For the foregoing reasons,

IT IS HEREBY ORDERED that Plaintiff's objections are SUSTAINED IN PART to the extent that he objects to the Magistrate Judge's findings regarding the supervisory liability of Raynor, and OVERRULED IN PART to the extent Plaintiff asserts the Heck doctrine does not bar his claim.

IT IS FURTHER ORDERED that the Court REJECTS IN PART the Report and Recommendation to the extent it recommends that Plaintiff's claims against Raynor be dismissed because Plaintiff's allegations are insufficient to state a claim against Raynor as a supervisory official.

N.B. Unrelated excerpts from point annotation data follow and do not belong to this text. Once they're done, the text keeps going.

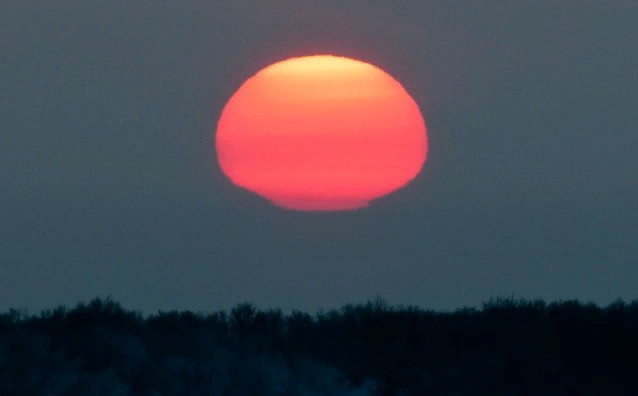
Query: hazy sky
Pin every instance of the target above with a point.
(109, 182)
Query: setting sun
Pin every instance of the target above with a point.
(321, 133)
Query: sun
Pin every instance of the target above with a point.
(321, 133)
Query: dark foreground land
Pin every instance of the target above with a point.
(509, 347)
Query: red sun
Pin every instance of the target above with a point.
(321, 133)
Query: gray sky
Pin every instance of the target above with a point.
(109, 182)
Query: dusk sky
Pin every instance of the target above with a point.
(109, 182)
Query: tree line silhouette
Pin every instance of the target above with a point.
(509, 346)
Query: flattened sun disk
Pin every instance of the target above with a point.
(321, 133)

IT IS FURTHER ORDERED that the Court ADOPTS IN PART the Report and Recommendation in so far as it finds that: (1) Plaintiff's claims against the St. Tammany Parish Sheriff's Office and the Pearl River Police Department are frivolous and fail to state a claim upon which relief can be granted; and (2) Plaintiff's claims against Raynor, Lopez, Buckner and Rummell are barred by the Heck doctrine.

IT IS FURTHER ORDERED that Plaintiff's claims against the St. Tammany Parish Sheriff's Office and the Pearl River Police Department are DISMISSED WITH PREJUDICE as frivolous and for failure to state a claim upon which relief can be granted.

IT IS FURTHER ORDERED that Plaintiff's claims against Raynor, Lopez, Buckner and Rummell are DISMISSED WITH PREJUDICE until such time as the Heck conditions are met.